Publication year - 2018
Publication title -
catheterization and cardiovascular interventions
Language(s) - English
Resource type - Journals
SCImago Journal Rank - 0.988
H-Index - 116
eISSN - 1522-726X
pISSN - 1522-1946
DOI - 10.1002/ccd.27190
Subject(s) - medicine , cardiac skeleton , aortic valve , regurgitation (circulation) , valve replacement , hemodynamics , cardiology , heart valve , nuclear medicine , aortic valve replacement , stenosis
Objectives To evaluate overexpanded 29 mm SAPIEN (S3) transcatheter heart valves in patients with aortic annuli area >683 mm 2 . Background The largest valve area the 29 mm S3 is specified for is 683 mm 2 . Valve overexpansion has been performed in patients with larger aortic annuli, but data are limited.
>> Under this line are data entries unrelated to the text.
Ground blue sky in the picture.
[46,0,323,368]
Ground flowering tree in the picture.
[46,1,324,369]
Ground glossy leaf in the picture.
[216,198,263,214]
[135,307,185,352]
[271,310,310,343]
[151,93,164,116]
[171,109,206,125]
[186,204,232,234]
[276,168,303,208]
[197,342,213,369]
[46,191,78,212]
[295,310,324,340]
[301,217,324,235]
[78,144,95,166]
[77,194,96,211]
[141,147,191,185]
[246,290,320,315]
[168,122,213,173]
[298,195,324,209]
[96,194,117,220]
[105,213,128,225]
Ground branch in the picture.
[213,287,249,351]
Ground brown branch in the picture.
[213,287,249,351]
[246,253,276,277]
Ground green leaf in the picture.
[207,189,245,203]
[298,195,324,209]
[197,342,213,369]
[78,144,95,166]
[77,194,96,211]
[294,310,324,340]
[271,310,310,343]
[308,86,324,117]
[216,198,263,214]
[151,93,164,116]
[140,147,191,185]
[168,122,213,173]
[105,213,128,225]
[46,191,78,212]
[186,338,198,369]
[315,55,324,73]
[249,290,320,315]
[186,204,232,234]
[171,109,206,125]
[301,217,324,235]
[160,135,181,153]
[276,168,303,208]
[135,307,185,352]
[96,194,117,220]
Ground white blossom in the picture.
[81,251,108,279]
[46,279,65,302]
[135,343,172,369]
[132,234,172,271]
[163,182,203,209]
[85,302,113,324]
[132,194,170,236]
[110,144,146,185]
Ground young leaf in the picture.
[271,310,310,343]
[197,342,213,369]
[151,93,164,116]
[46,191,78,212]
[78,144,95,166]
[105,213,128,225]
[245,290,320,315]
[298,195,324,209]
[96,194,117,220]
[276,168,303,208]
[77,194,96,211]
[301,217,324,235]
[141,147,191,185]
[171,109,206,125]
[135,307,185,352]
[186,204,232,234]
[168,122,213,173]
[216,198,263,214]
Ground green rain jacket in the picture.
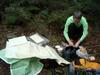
[64,16,88,42]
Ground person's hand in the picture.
[75,41,80,47]
[68,40,74,46]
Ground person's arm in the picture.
[80,17,88,42]
[63,16,73,44]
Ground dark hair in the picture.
[73,11,82,19]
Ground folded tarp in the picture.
[0,36,70,75]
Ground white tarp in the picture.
[4,36,69,64]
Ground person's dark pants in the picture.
[68,24,83,40]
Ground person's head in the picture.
[73,11,82,24]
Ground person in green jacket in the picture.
[64,11,88,47]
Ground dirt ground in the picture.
[0,25,100,75]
Moreover, feasibility in areas >740 mm 2 is unknown. Methods All 29 mm S3 transcatheter aortic valve replacements (TAVR) at a single center over 23‐months were retrospectively reviewed. Patients with annulus areas >683 mm 2 were included. Immediate post‐TAVR hemodynamics and transthoracic echocardiography (TTE) findings on post‐TAVR day‐1 and day‐30 were recorded. Results Of 81 29 mm S3 TAVR cases, 3 (3.7%) met inclusion criteria (patients 1, 2, and 3 had CT‐scan derived areas of 748.1 mm 2 , 793 mm 2 , and 787 mm 2 , respectively). Annular eccentricity index ranged from 0.12 to 0.25. All underwent transfemoral TAVR with 29 mm S3 valves overexpanded using +4 mL of contrast. Post‐dilatation with +5 mL was performed in patient 2. The average valve shortening was 10.68 mm. On day 1, patients 1 and 2 had trace and mild paravalvular leak (PVL) (respectively), whereas, patient 3 had mild–moderate PVL. Patient 1 was also noted to have trace central AR on day 1. No other central AR was noted. Immediate post‐procedure aortic regurgitation (AR) index in patients 1, 2, and 3 was 43, 34, and 33 respectively. At 30 days, AR was completely resolved in patient 1, whereas AR severity in patients 2 and 3 remained similar. No patients had > moderate AR at any point during follow‐up. No valve migration or embolization occurred. Patient 1 required a permanent pacemaker. No other major complications were noted. All patients were clinically stable at 30 days. Conclusions TAVR using overexpanded 29 mm S3 in valve areas >740 mm 2 (up to 793 mm 2 ) seemed to be safe and feasible in our small series. Further study in a larger series is needed to determine clinical outcomes in this patient population.